Sure. In the PCED space, there's only one marketed product today. It's a product called Oxervate by Dompe, it's an Italian company. And its indication is only for neurotrophic keratitis. So our epidemiology suggests that PCEDs that arise from neurotrophic keratitis represent probably about 1/3 of all PCED. Our approach, of course, is to go after PCEDs of all etiologies. So we think we have significant potential there. They also have a rather complicated formulation system that is frozen, requires 19 steps to reconstitute and they have to be administered 6 times a day. Our goal will be to provide a single dose unit of the solution similar to how current dry eye drops are provided. So we think that will be a significant benefit in terms of the patient experience. There's really one other product that's a secretome in active trials that we know of for PCED. It's a company called [Novelion], and they have a secretome product that they just started a Phase 2/3 trial for. Their Phase 1 results were published recently, and they did not see certainly the level of healing that we saw. But that seems to be the one product in the PCED space. There are a few in the neurotrophic keratitis space as well. But again, that's in our view a subset of the entire PCED opportunity.

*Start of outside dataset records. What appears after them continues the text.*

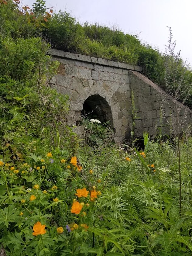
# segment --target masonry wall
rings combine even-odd
[[[53,60],[60,63],[57,74],[50,81],[50,86],[69,95],[67,119],[70,126],[78,126],[85,102],[90,105],[92,102],[93,109],[97,108],[98,113],[102,113],[101,118],[103,115],[110,120],[116,141],[129,137],[132,129],[132,90],[138,112],[135,135],[142,137],[145,131],[152,134],[157,127],[161,127],[163,133],[169,131],[165,124],[170,120],[170,110],[175,102],[141,73],[140,67],[58,50],[51,49],[48,53],[53,56]],[[161,107],[164,112],[162,122],[165,126],[163,127],[159,121]],[[188,123],[191,121],[191,112],[184,108],[180,120],[181,128],[186,123],[182,120],[183,111]],[[75,128],[79,133],[81,130],[79,126]]]

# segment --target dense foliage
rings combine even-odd
[[[82,141],[65,123],[67,96],[48,86],[58,64],[40,36],[52,12],[0,3],[1,255],[192,255],[191,137],[180,141],[180,213],[178,141],[145,134],[143,150],[120,147],[85,120]],[[86,26],[90,43],[122,44],[122,33]]]

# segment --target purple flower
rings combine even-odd
[[[67,230],[67,231],[68,231],[68,232],[70,232],[71,231],[70,230],[70,228],[69,227],[69,226],[68,226],[68,225],[67,225],[66,226],[66,228]]]
[[[49,161],[50,162],[51,164],[53,164],[53,162],[54,161],[54,160],[53,160],[53,159],[52,158],[50,158]]]

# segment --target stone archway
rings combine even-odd
[[[93,116],[101,123],[110,121],[112,125],[111,107],[105,99],[100,95],[94,94],[85,100],[81,114],[85,117]]]

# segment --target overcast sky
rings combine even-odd
[[[22,0],[31,7],[36,0]],[[164,52],[172,29],[176,51],[192,64],[191,0],[47,0],[47,7],[66,11],[84,22],[117,26],[125,33],[137,35],[142,43]]]

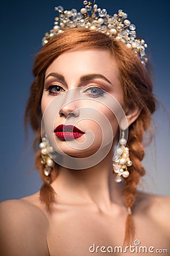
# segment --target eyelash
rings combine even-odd
[[[49,94],[53,95],[53,96],[57,96],[61,92],[61,91],[60,91],[60,92],[57,92],[57,91],[56,92],[54,92],[52,91],[52,90],[53,89],[56,89],[57,88],[58,88],[58,89],[59,89],[60,90],[61,89],[63,90],[64,91],[63,89],[60,85],[50,85],[47,88],[45,88],[45,90],[46,92],[48,92]],[[91,90],[91,94],[88,94],[88,96],[90,96],[90,97],[92,97],[93,98],[97,98],[98,97],[101,97],[105,92],[103,89],[100,88],[100,87],[97,87],[97,86],[88,87],[84,91],[84,92],[87,93],[87,92],[90,90]],[[92,93],[92,90],[96,90],[96,92],[98,92],[98,93],[96,94],[93,94]]]

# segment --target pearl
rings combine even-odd
[[[51,173],[52,169],[50,168],[45,168],[44,169],[44,174],[45,176],[49,176]]]
[[[128,177],[129,175],[129,172],[128,171],[125,171],[122,174],[122,176],[124,177]]]
[[[41,148],[41,149],[42,149],[42,148],[44,148],[44,143],[43,143],[43,142],[41,142],[40,144],[39,144],[39,147],[40,147],[40,148]]]
[[[125,19],[124,24],[126,26],[130,26],[130,21],[128,19]]]
[[[117,176],[114,179],[114,180],[117,183],[118,183],[121,182],[122,180],[122,179],[120,176],[117,175]]]
[[[96,28],[96,27],[95,26],[91,26],[90,27],[90,29],[91,29],[91,30],[95,30]]]
[[[129,161],[128,161],[127,162],[127,166],[132,166],[132,162],[129,160]]]
[[[121,147],[118,147],[116,150],[116,152],[118,155],[121,155],[121,154],[122,154],[122,152],[123,152],[123,150]]]
[[[121,145],[125,145],[126,143],[126,139],[124,139],[124,138],[122,138],[120,141],[119,142]]]
[[[56,30],[56,31],[58,31],[59,29],[60,29],[59,26],[57,26],[57,25],[54,26],[54,30]]]
[[[112,35],[116,35],[117,34],[117,30],[115,28],[111,28],[110,33]]]
[[[121,164],[125,164],[126,163],[126,160],[125,158],[121,158],[120,160]]]
[[[53,167],[54,166],[54,162],[50,158],[48,158],[46,159],[46,164],[50,167]]]
[[[131,48],[131,45],[130,44],[129,44],[129,43],[127,44],[126,44],[126,46],[127,46],[128,48]]]
[[[42,154],[42,155],[47,155],[47,152],[45,148],[42,148],[41,150],[41,154]]]
[[[131,46],[133,47],[133,48],[137,48],[137,44],[136,44],[136,43],[132,43]]]
[[[99,24],[103,24],[104,22],[104,19],[102,19],[102,18],[99,18],[99,19],[97,20],[98,23]]]

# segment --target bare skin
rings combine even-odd
[[[73,172],[71,177],[74,176]],[[80,176],[77,185],[81,182]],[[86,177],[87,180],[87,175]],[[127,210],[120,197],[121,188],[117,185],[110,187],[114,181],[111,175],[110,179],[108,193],[104,189],[104,183],[101,185],[96,182],[96,187],[100,189],[96,192],[87,189],[88,185],[90,187],[89,180],[86,189],[71,191],[70,188],[66,189],[64,186],[58,186],[57,179],[53,187],[58,196],[51,213],[40,201],[39,192],[2,203],[1,255],[101,255],[101,246],[122,246]],[[154,246],[154,252],[157,249],[169,251],[169,203],[168,197],[137,193],[133,217],[134,239],[140,241],[141,246],[148,249]],[[89,248],[93,244],[95,250],[92,253]],[[134,246],[133,242],[131,245]],[[100,248],[96,251],[97,246]],[[128,250],[126,254],[132,253]]]
[[[52,75],[54,73],[54,77]],[[62,88],[60,93],[82,85],[86,88],[95,86],[113,95],[123,105],[116,63],[109,52],[90,49],[67,52],[54,61],[45,75],[45,86],[60,85]],[[110,82],[101,79],[99,75],[104,76]],[[82,85],[82,81],[86,84]],[[53,90],[56,93],[56,91]],[[92,91],[88,95],[91,93]],[[44,89],[41,101],[42,113],[55,96]],[[113,131],[116,131],[118,124],[113,113],[103,105],[96,104],[95,101],[90,102],[93,108],[100,109],[108,118]],[[62,108],[55,125],[63,124],[69,114],[76,108],[84,106],[83,104],[87,102],[80,102],[78,106],[76,103],[74,101]],[[129,126],[140,113],[139,109],[126,108],[125,112]],[[55,139],[69,155],[85,157],[92,154],[100,146],[101,129],[91,120],[81,120],[80,111],[79,114],[78,128],[84,129],[84,133],[90,129],[95,135],[90,150],[73,150],[65,142]],[[74,115],[72,117],[79,118]],[[77,140],[80,143],[83,142],[84,135]],[[110,255],[110,253],[101,251],[105,251],[108,246],[113,248],[122,246],[128,211],[121,197],[122,185],[115,183],[112,174],[112,148],[101,162],[88,169],[71,170],[61,166],[57,177],[52,184],[56,196],[51,213],[40,202],[39,192],[20,200],[2,203],[0,205],[1,256]],[[133,209],[134,240],[139,240],[141,246],[147,246],[148,250],[150,246],[154,246],[152,253],[157,249],[165,249],[169,250],[169,197],[139,192],[137,194]],[[94,244],[95,247],[93,248]],[[131,246],[134,245],[132,241]],[[127,255],[138,255],[128,249],[124,253]],[[112,254],[124,253],[118,253],[117,250]],[[142,255],[151,253],[148,251]]]

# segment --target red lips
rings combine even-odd
[[[73,125],[58,125],[54,130],[57,137],[62,139],[73,139],[80,137],[84,133]]]

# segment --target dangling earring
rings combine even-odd
[[[115,181],[121,182],[122,177],[128,177],[129,172],[128,167],[132,165],[132,162],[129,158],[129,149],[125,147],[126,140],[125,139],[125,132],[122,131],[122,137],[119,141],[119,147],[116,150],[117,155],[113,159],[113,174],[117,175],[115,177]]]
[[[54,167],[55,163],[48,154],[48,152],[53,153],[54,150],[50,145],[46,135],[45,137],[42,138],[42,142],[40,143],[39,147],[41,153],[41,163],[44,166],[44,174],[46,176],[49,176],[53,170],[53,168]]]

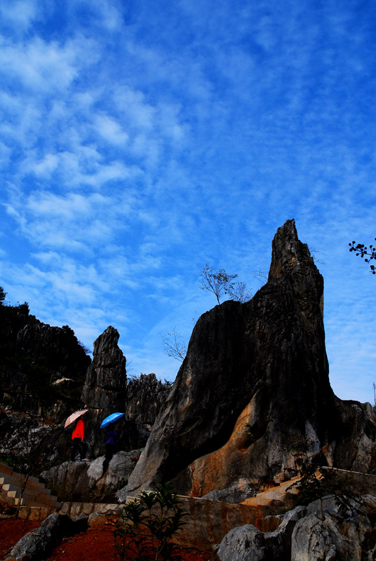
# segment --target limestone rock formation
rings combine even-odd
[[[344,499],[342,497],[342,499]],[[361,497],[359,497],[361,499]],[[288,512],[274,532],[239,526],[214,548],[215,561],[361,561],[374,559],[375,497],[343,502],[328,496]]]
[[[273,241],[267,283],[250,302],[224,302],[197,322],[128,494],[166,480],[192,496],[242,478],[260,489],[314,459],[375,469],[372,408],[341,402],[330,386],[323,290],[288,220]]]
[[[79,403],[90,358],[72,330],[42,323],[22,309],[0,305],[0,403],[60,422]],[[53,386],[62,378],[71,381],[69,394],[67,386]]]
[[[126,485],[140,452],[115,454],[105,473],[105,457],[100,456],[90,462],[63,462],[43,471],[41,476],[59,500],[90,501],[107,497],[107,502],[112,502],[108,497]]]
[[[109,325],[94,342],[93,360],[88,368],[82,401],[88,407],[85,416],[85,440],[88,456],[95,457],[105,451],[105,430],[102,421],[112,413],[125,412],[127,377],[126,357],[118,345],[119,332]],[[119,426],[121,446],[123,424]]]
[[[140,445],[146,443],[170,389],[170,384],[157,380],[154,372],[141,374],[140,378],[129,381],[126,418],[134,425]]]
[[[118,346],[119,332],[109,325],[94,342],[93,361],[86,374],[82,400],[106,416],[124,412],[126,398],[126,357]]]

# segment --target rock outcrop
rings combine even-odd
[[[361,497],[359,497],[361,499]],[[333,496],[288,512],[274,532],[252,524],[231,529],[214,548],[215,561],[362,561],[375,558],[375,497]],[[321,510],[322,508],[322,510]]]
[[[114,502],[115,492],[126,485],[140,452],[137,450],[115,454],[105,473],[105,457],[100,456],[90,462],[64,462],[41,476],[61,501]]]
[[[170,389],[170,384],[157,380],[153,372],[129,381],[126,418],[134,426],[140,445],[146,443]]]
[[[119,332],[109,325],[94,342],[93,361],[86,373],[82,400],[91,409],[110,414],[124,412],[126,357],[118,346]]]
[[[314,459],[375,469],[372,408],[342,402],[330,388],[323,290],[288,220],[273,241],[267,283],[250,302],[225,302],[197,322],[128,494],[171,481],[202,496],[243,478],[258,490]]]
[[[79,403],[90,358],[68,326],[42,323],[27,309],[0,305],[0,403],[60,422]],[[54,385],[63,378],[69,387]]]
[[[95,457],[105,450],[106,431],[102,421],[112,413],[125,412],[127,377],[126,359],[118,345],[119,334],[109,325],[94,342],[93,360],[88,368],[82,401],[88,407],[85,416],[85,440],[88,456]],[[119,445],[122,448],[124,424],[119,424]]]

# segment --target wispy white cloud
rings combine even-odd
[[[157,371],[154,360],[163,377],[172,370],[159,333],[180,324],[185,335],[187,318],[213,304],[198,289],[203,264],[252,285],[276,228],[294,217],[302,240],[330,256],[333,375],[349,388],[345,362],[358,361],[364,396],[371,349],[360,342],[372,325],[351,302],[360,290],[370,299],[373,278],[347,259],[349,238],[375,237],[373,9],[2,5],[9,297],[71,325],[88,346],[114,325],[136,372]]]

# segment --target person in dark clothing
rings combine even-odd
[[[106,442],[105,442],[106,446],[106,453],[105,454],[105,461],[103,462],[103,475],[107,471],[109,461],[116,452],[118,435],[118,431],[113,426],[108,429]]]

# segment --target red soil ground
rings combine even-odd
[[[0,520],[0,559],[5,559],[11,549],[23,535],[39,526],[29,520]],[[182,561],[208,561],[210,552],[177,548],[175,554]],[[50,561],[110,561],[115,559],[112,527],[91,529],[67,538],[55,548],[48,557]]]

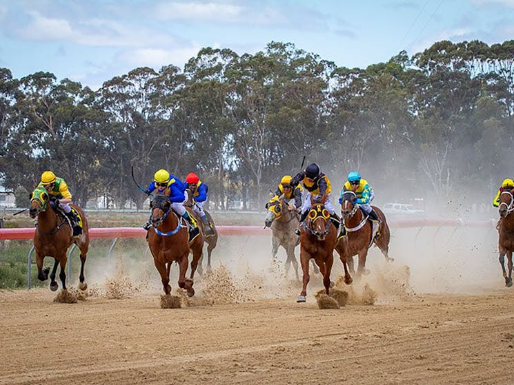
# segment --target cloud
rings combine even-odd
[[[154,13],[159,20],[236,20],[244,8],[231,4],[216,3],[163,2],[157,4]]]
[[[472,0],[472,1],[473,3],[479,4],[480,6],[488,4],[497,4],[499,6],[514,8],[514,0]]]
[[[35,11],[28,15],[26,24],[10,32],[25,40],[69,41],[97,47],[140,47],[175,42],[170,35],[105,19],[72,21],[47,17]]]

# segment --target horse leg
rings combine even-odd
[[[302,293],[298,295],[296,300],[297,302],[304,302],[306,300],[306,296],[307,295],[307,284],[309,283],[309,260],[310,260],[310,256],[309,256],[306,251],[302,250],[300,251],[300,263],[302,264],[302,270],[304,272],[303,277],[303,286],[302,287]]]
[[[46,281],[48,279],[48,272],[50,271],[50,267],[43,269],[43,260],[45,257],[43,256],[40,253],[36,251],[36,266],[37,267],[37,279],[40,281]]]
[[[512,251],[507,251],[507,270],[508,271],[508,273],[507,274],[507,280],[508,280],[508,283],[507,284],[507,280],[505,280],[505,284],[507,287],[511,287],[512,286]]]
[[[277,237],[271,237],[271,262],[277,260],[277,253],[279,250],[279,240]]]
[[[359,253],[359,266],[357,273],[359,275],[367,275],[370,271],[366,269],[366,258],[368,256],[368,249],[366,248]]]
[[[170,271],[166,268],[166,263],[161,263],[156,258],[153,259],[153,264],[155,265],[155,268],[161,275],[161,281],[162,282],[162,288],[164,291],[164,294],[169,295],[171,293],[171,287],[170,286]],[[170,265],[171,265],[171,263],[170,263]]]
[[[88,284],[86,283],[86,278],[84,278],[84,264],[86,264],[86,254],[80,254],[80,274],[79,275],[79,289],[81,290],[86,290],[88,289]]]
[[[216,244],[211,244],[210,243],[207,244],[207,272],[210,273],[210,254],[212,253],[212,250],[216,247]]]
[[[324,268],[323,269],[323,285],[325,287],[325,291],[326,295],[328,295],[329,289],[330,287],[330,271],[332,271],[332,264],[334,263],[334,258],[328,258],[323,264]]]
[[[61,256],[60,263],[61,271],[59,273],[59,278],[61,279],[61,283],[63,284],[63,290],[66,290],[66,262],[68,258],[66,257],[66,251],[64,251],[64,254]]]
[[[500,252],[498,260],[500,260],[500,265],[502,267],[503,278],[505,278],[505,286],[511,287],[512,286],[512,280],[509,282],[507,271],[505,269],[505,253]]]
[[[381,239],[383,239],[381,238],[378,238],[378,242],[375,241],[375,244],[378,247],[378,248],[380,249],[380,251],[382,251],[382,254],[386,258],[386,262],[393,262],[395,260],[395,258],[392,258],[389,256],[389,245],[387,244],[385,242],[380,242]]]
[[[288,262],[289,262],[288,265]],[[288,266],[290,267],[291,264],[293,264],[293,267],[295,269],[295,275],[296,275],[296,280],[299,281],[300,280],[300,278],[298,275],[298,261],[296,260],[296,257],[295,256],[295,247],[294,246],[293,247],[290,246],[287,249],[287,260],[286,261],[286,269]],[[287,273],[287,271],[286,271],[286,273]]]
[[[54,267],[52,268],[52,273],[50,273],[50,289],[52,291],[57,290],[59,285],[55,282],[55,272],[57,271],[57,267],[59,266],[59,260],[57,258],[55,258]]]

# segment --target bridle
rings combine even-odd
[[[329,220],[330,214],[328,212],[328,210],[323,205],[315,205],[309,210],[307,218],[310,220],[309,223],[310,225],[320,219],[325,222],[325,229],[321,232],[314,230],[309,225],[304,225],[305,229],[309,233],[316,236],[318,239],[324,239],[328,231],[330,231],[332,225],[332,222]]]

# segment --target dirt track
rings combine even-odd
[[[508,384],[514,296],[161,309],[158,295],[0,291],[0,384]]]

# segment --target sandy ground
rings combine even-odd
[[[161,309],[141,255],[110,270],[86,264],[90,295],[78,303],[55,302],[48,289],[0,291],[0,384],[512,384],[514,290],[494,233],[462,234],[397,233],[395,262],[373,250],[372,273],[339,309],[319,309],[317,277],[297,304],[299,282],[269,267],[269,240],[221,244],[182,309]],[[373,304],[359,300],[366,283]]]
[[[320,310],[0,293],[0,384],[511,384],[512,292]]]

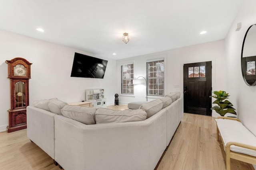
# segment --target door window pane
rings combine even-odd
[[[246,75],[255,75],[255,61],[247,62]]]
[[[206,77],[205,66],[188,67],[188,77]]]
[[[188,77],[194,77],[194,67],[188,67]]]
[[[194,67],[194,77],[199,77],[199,67]]]
[[[205,66],[200,66],[200,77],[205,77]]]

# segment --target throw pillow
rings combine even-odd
[[[95,113],[96,124],[142,121],[146,117],[147,113],[141,109],[120,111],[99,108]]]
[[[148,103],[142,104],[140,109],[147,113],[147,119],[159,111],[163,108],[163,103],[160,99],[153,100]]]
[[[51,111],[48,106],[49,102],[52,100],[57,99],[57,98],[54,98],[50,99],[42,99],[40,100],[35,100],[33,104],[34,107],[40,109],[43,109],[48,111]]]
[[[67,105],[61,109],[61,113],[69,118],[86,125],[92,125],[95,124],[94,117],[96,110],[95,107]]]
[[[57,99],[51,100],[49,101],[48,107],[51,112],[54,113],[61,114],[61,109],[66,105],[68,104],[66,102],[61,101]]]
[[[163,103],[163,109],[168,106],[172,104],[172,98],[166,96],[160,99]]]

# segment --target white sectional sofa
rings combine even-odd
[[[170,102],[171,96],[173,99],[170,98]],[[28,106],[28,137],[65,170],[153,170],[169,145],[183,115],[183,101],[179,92],[166,96],[162,100],[158,99],[142,104],[140,111],[98,109],[94,117],[95,124],[86,125],[77,121],[78,115],[70,117],[65,113],[64,116]],[[174,98],[175,101],[172,101]],[[34,105],[38,107],[36,105]],[[154,113],[156,108],[159,107],[160,110],[156,109],[158,111]],[[104,123],[102,117],[110,115],[104,113],[105,110],[122,117],[127,116],[122,113],[126,114],[135,111],[131,116],[137,116],[137,113],[143,115],[146,111],[147,117],[150,117],[143,121],[125,122],[122,122],[121,117],[114,121],[110,117],[106,119],[107,121],[118,123]],[[91,112],[87,117],[92,115]],[[101,124],[97,124],[100,118]],[[123,118],[125,121],[130,120],[127,119],[130,117]]]

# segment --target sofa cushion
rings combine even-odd
[[[226,119],[215,119],[225,146],[229,142],[236,142],[256,147],[256,137],[241,122]],[[256,151],[235,145],[230,146],[233,152],[256,156]]]
[[[142,104],[146,103],[146,102],[134,102],[128,104],[128,108],[131,109],[138,109]]]
[[[66,102],[56,99],[50,100],[49,101],[48,107],[49,107],[51,112],[61,115],[61,109],[67,104],[68,104]]]
[[[147,119],[159,111],[162,108],[163,102],[160,99],[142,104],[140,107],[147,112]]]
[[[176,95],[176,93],[175,92],[172,92],[170,94],[166,94],[165,95],[165,97],[170,98],[172,99],[172,102],[174,102],[176,100],[176,99],[177,99],[177,95]]]
[[[141,109],[120,111],[99,108],[95,113],[96,124],[142,121],[146,117],[147,113]]]
[[[168,96],[161,98],[160,100],[163,103],[163,109],[166,107],[172,104],[172,98]]]
[[[61,109],[61,113],[69,118],[86,125],[92,125],[95,124],[94,117],[96,110],[95,107],[66,105]]]
[[[50,99],[42,99],[40,100],[35,100],[34,101],[33,104],[34,107],[39,109],[43,109],[47,111],[51,111],[48,106],[49,102],[50,100],[57,99],[57,98],[54,98]]]

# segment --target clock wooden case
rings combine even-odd
[[[27,128],[26,107],[29,105],[28,81],[31,78],[32,63],[20,57],[5,62],[8,64],[10,90],[11,108],[8,111],[7,131],[12,132]]]

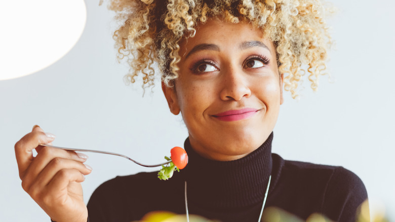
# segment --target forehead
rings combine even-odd
[[[180,55],[185,55],[195,46],[200,44],[213,44],[220,48],[241,47],[246,42],[253,41],[263,43],[271,53],[274,45],[269,39],[264,37],[263,30],[245,22],[231,23],[218,19],[212,19],[196,28],[193,37],[183,39],[180,43]]]

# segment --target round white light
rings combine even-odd
[[[0,80],[53,64],[75,45],[87,20],[83,0],[0,3]]]

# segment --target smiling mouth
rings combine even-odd
[[[259,110],[256,108],[247,108],[226,111],[213,116],[223,121],[237,121],[250,118],[255,115]]]

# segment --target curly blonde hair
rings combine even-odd
[[[279,71],[288,74],[284,89],[294,98],[306,71],[316,91],[326,69],[331,40],[324,21],[328,10],[319,0],[111,0],[109,8],[121,22],[113,37],[118,59],[127,58],[130,65],[125,77],[134,83],[141,76],[144,89],[154,85],[155,63],[162,81],[172,85],[181,60],[179,43],[210,18],[261,29],[275,44]]]

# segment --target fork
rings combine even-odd
[[[99,154],[109,154],[110,155],[118,156],[120,156],[120,157],[122,157],[125,158],[126,158],[126,159],[128,159],[128,160],[129,160],[131,161],[133,161],[133,162],[134,162],[136,164],[138,164],[138,165],[139,165],[140,166],[142,166],[145,167],[156,167],[161,166],[162,165],[165,165],[165,164],[167,164],[168,163],[170,163],[171,162],[172,162],[171,160],[169,160],[169,161],[166,162],[166,163],[161,163],[161,164],[160,164],[145,165],[145,164],[142,164],[141,163],[139,163],[138,162],[137,162],[137,161],[135,161],[134,160],[132,160],[130,157],[127,157],[127,156],[126,156],[125,155],[122,155],[122,154],[117,154],[117,153],[115,153],[107,152],[106,151],[95,151],[95,150],[92,150],[77,149],[74,149],[74,148],[66,148],[66,147],[63,147],[55,146],[52,145],[48,145],[47,144],[40,144],[40,145],[42,145],[42,146],[44,146],[52,147],[53,148],[56,148],[56,149],[61,149],[61,150],[66,150],[66,151],[77,151],[77,152],[78,152],[97,153],[99,153]]]

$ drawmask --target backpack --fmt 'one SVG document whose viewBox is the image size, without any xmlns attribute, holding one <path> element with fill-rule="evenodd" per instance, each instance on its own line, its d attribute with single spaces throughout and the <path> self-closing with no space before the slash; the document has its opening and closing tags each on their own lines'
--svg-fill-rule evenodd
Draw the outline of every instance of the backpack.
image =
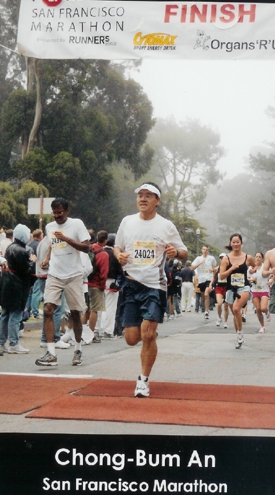
<svg viewBox="0 0 275 495">
<path fill-rule="evenodd" d="M 88 275 L 88 282 L 91 282 L 92 280 L 94 275 L 95 275 L 96 272 L 97 271 L 97 267 L 95 265 L 95 255 L 97 254 L 98 252 L 101 252 L 104 251 L 103 249 L 98 249 L 96 251 L 89 251 L 88 254 L 89 255 L 89 258 L 91 260 L 91 262 L 92 263 L 92 270 L 90 275 Z"/>
</svg>

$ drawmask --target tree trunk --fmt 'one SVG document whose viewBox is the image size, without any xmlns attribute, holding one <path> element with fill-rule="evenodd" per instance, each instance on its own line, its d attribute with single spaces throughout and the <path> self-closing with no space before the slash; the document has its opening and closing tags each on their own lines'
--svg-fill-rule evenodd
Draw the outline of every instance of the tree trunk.
<svg viewBox="0 0 275 495">
<path fill-rule="evenodd" d="M 29 143 L 28 144 L 28 148 L 27 152 L 29 152 L 33 149 L 36 139 L 37 135 L 40 121 L 41 120 L 41 115 L 42 113 L 42 104 L 41 103 L 41 84 L 40 83 L 40 78 L 37 70 L 37 64 L 38 60 L 37 58 L 33 59 L 33 66 L 34 68 L 34 74 L 36 81 L 36 106 L 35 108 L 35 116 L 34 123 L 29 138 Z"/>
<path fill-rule="evenodd" d="M 27 67 L 27 93 L 36 90 L 36 106 L 34 123 L 30 135 L 24 133 L 22 137 L 21 157 L 33 149 L 37 139 L 37 132 L 40 125 L 42 105 L 41 103 L 41 84 L 37 70 L 37 58 L 25 57 Z"/>
</svg>

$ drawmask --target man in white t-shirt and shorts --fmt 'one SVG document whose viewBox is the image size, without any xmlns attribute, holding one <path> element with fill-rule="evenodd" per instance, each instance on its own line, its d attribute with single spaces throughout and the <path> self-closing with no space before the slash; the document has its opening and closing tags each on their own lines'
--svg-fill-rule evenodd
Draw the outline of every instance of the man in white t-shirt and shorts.
<svg viewBox="0 0 275 495">
<path fill-rule="evenodd" d="M 191 266 L 191 270 L 197 270 L 198 278 L 198 287 L 201 293 L 204 303 L 205 311 L 204 318 L 209 319 L 209 285 L 212 280 L 214 269 L 217 266 L 217 261 L 214 256 L 209 254 L 208 246 L 203 246 L 202 256 L 198 256 Z"/>
<path fill-rule="evenodd" d="M 42 268 L 47 268 L 48 277 L 44 293 L 44 330 L 47 349 L 45 356 L 36 361 L 38 366 L 56 366 L 53 315 L 56 305 L 61 303 L 64 292 L 71 311 L 76 345 L 72 364 L 82 364 L 81 313 L 85 310 L 83 290 L 83 267 L 80 251 L 88 252 L 90 235 L 82 220 L 69 218 L 69 204 L 58 198 L 51 204 L 54 221 L 46 226 L 46 235 L 49 248 Z"/>
<path fill-rule="evenodd" d="M 136 189 L 139 213 L 125 217 L 116 237 L 114 252 L 123 267 L 121 320 L 130 346 L 142 341 L 141 373 L 135 397 L 148 397 L 148 377 L 157 353 L 158 323 L 166 309 L 166 256 L 183 259 L 187 248 L 176 227 L 158 215 L 161 191 L 147 182 Z"/>
</svg>

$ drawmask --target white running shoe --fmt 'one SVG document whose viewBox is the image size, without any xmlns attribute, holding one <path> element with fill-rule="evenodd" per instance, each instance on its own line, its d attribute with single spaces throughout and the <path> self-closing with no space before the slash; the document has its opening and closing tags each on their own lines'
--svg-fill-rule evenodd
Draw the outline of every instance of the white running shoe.
<svg viewBox="0 0 275 495">
<path fill-rule="evenodd" d="M 258 334 L 264 334 L 265 332 L 265 331 L 266 331 L 266 327 L 261 327 L 261 328 L 260 329 L 260 330 L 259 330 L 259 332 L 258 332 Z"/>
<path fill-rule="evenodd" d="M 237 340 L 236 341 L 236 343 L 235 344 L 236 349 L 239 349 L 241 345 L 244 344 L 245 342 L 245 341 L 243 338 L 243 334 L 242 332 L 240 332 L 239 334 L 238 334 Z"/>
<path fill-rule="evenodd" d="M 149 383 L 148 378 L 147 381 L 144 382 L 138 377 L 138 379 L 137 381 L 137 386 L 135 391 L 134 396 L 135 397 L 149 397 Z"/>
</svg>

Our next question comes from Andreas Argyrides.

2 from us. Just can you tell us for EYSUVIS the percentage of scripts that are being rejected and then provide an update on KPI-287?

Andreas, it's Todd. Yes, so what I was stating that, Frank asked a similar question. Give us a few weeks here to get some updated data. We believe those rejection rates are going down simply by the fact that the early data that we have has shown a decrease in the number of scripts going through the co-pay system program, an increase in commercial covered scripts at a time that prescription rates are accelerating. So we'll have more granular data here post the CVS/Caremark decision that just took effect 2 weeks ago, but suspect that when we get that data, it's going to indicate that a larger percentage of prescriptions are getting filled, fewer scripts are getting rejected at the pharmacy. But just a couple of weeks lag on having those data available. And then I'll hand it over to Kim to answer questions on KPI-287.

Yes. We're continuing to evaluate and develop KPI-287. We have preclinical trials that are ongoing. We've had a couple of delays unexpected related to the CROs where we're doing the sites. But we're still actively evaluating that and are hoping to be in a position to provide updates in the next quarter or perhaps a little after that. But it's still active, and we've still got a lot of activity there.

Thank you. At this time, we'll show no more questions in the queue. Mr. Iwicki, I'll turn the call back to you.

Well, thank you very much, operator, and thanks, everyone, for joining us today. We really appreciate your continued interest in Kala and look forward to updating you soon. Have a great day.

This concludes today's conference call. Thank you for participating. You may now disconnect.